Farrel Orvala Zaidaan degan piala kebanggaanya (Foto: Takwo Heryanto)

PanturaNews (Brebes) - Pelajar kelas IV SD N Brebes 03, Farrel Orvala Zaidaan mengaku senang belajar beladiri karate, tetapi tidak untuk nakal. Kelebihan tenaganya dia gunakan untuk olah raga, bukan untuk kegiatan yang sia-sia.

Hampir seluruh hari dalam seminggu digunakan untuk latihan karate di sekolahnya, dan di dojo (tempat latihan karate) di komplek rumahnya Jalan Cendana Kota Baru, Kelurahan Brebes.

“Buat apa nakal, mendingan tenagaku buat olah raga. Berani tanding, ya... di laga pertandingan,” kata Farrel ketika dijumpai di ruang Kepala Sekolahnya, Kamis 18 Februari 2016.

Putra Kelahiran Tegal 13 Desember 2005 ini, mengaku senang ikut karate bukan untuk nakal-nakalan tapi biar bisa membela diri. Juga untuk olah raga agar badannya tetap segar bugar. Terlihat, saat ditemui Farrel usai mengikuti pelajaran olahraga dengan keringat yang bercucuran.

Dari kegigihan Farrel berlatih Karate, membuahkan juara setiap mengikuti pertandingan. Terakhir, dia mendapatkan perak pada Kejuaraan Nasional (Kejurnas) Goju Ryu Karatedo Shinbukan Indonesia (Gokasi) pada awal Februari 2016 di Gedung Pusdiklat BPK RI Kalibata Jakarta Selatan.

“Saya dapat perak kategori Kata 4 untuk anak-anak,” kata Farrel yang bercita-cita ingin menjadi polisi.

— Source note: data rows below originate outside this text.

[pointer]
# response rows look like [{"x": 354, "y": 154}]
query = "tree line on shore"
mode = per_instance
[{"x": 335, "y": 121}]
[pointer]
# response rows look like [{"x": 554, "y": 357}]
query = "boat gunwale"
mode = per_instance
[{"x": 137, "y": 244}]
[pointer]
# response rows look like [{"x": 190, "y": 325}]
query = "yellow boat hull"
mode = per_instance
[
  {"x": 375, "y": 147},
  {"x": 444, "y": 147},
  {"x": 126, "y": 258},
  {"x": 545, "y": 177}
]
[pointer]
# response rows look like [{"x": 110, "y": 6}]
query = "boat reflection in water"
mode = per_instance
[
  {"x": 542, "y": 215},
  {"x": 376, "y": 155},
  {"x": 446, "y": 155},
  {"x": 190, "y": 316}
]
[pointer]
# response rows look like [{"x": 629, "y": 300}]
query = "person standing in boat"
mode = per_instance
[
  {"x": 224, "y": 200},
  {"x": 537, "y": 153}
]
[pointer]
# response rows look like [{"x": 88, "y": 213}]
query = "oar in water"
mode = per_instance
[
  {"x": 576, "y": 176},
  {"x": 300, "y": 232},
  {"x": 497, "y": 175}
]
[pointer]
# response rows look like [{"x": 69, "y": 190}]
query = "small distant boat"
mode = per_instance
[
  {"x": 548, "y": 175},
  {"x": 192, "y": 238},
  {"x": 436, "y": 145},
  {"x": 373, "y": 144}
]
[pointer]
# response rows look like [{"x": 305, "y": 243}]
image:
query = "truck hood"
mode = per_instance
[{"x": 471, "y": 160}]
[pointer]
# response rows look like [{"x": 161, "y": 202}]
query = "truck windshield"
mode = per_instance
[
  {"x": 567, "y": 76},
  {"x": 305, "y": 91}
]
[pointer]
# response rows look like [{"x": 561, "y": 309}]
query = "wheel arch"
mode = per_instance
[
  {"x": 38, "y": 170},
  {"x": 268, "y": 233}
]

Anak pasangan Andy Setiawan dan Fitriani Sulistyowati sebelumnya menjadi juara 1 kata perorangan, dan juara 1 kata beregu Kejuaraan Karate Daerah Gokasi Tingkat Jawa Tengah.

Penggemar Mie Instan ini meski menjadi juara 3 tingkat Nasional, tetapi tidak langsung puas. Dia bertekad ingin menjadi atlet nasional dengan cara terus berlatih dan mengikuti berbagai laga.

“Saya pengin terus bertanding setiap ada event, dan meraih gelar juara,” tutur pemilik tinggi badan 145 cm dan berat badan 44 Kg.

Kepala SD N Brebes 03, Junaedah Sri Hastuti MPd menambahkan pihaknya selalu memberi dorongan kepada seluruh peserta didiknya untuk menyalurkan bakat dan kemampuannya. Termasuk yang berbakat di bela diri, di sekolahnya membuka ekstra kurikuler Karate dan Pencak silat.

“Anak-anak sangat senang, apalagi mendapat dukungan dari orang tuanya. Sehingga ketika bertanding di luar daerah pun bisa dipikul bersama,” pungkasnya.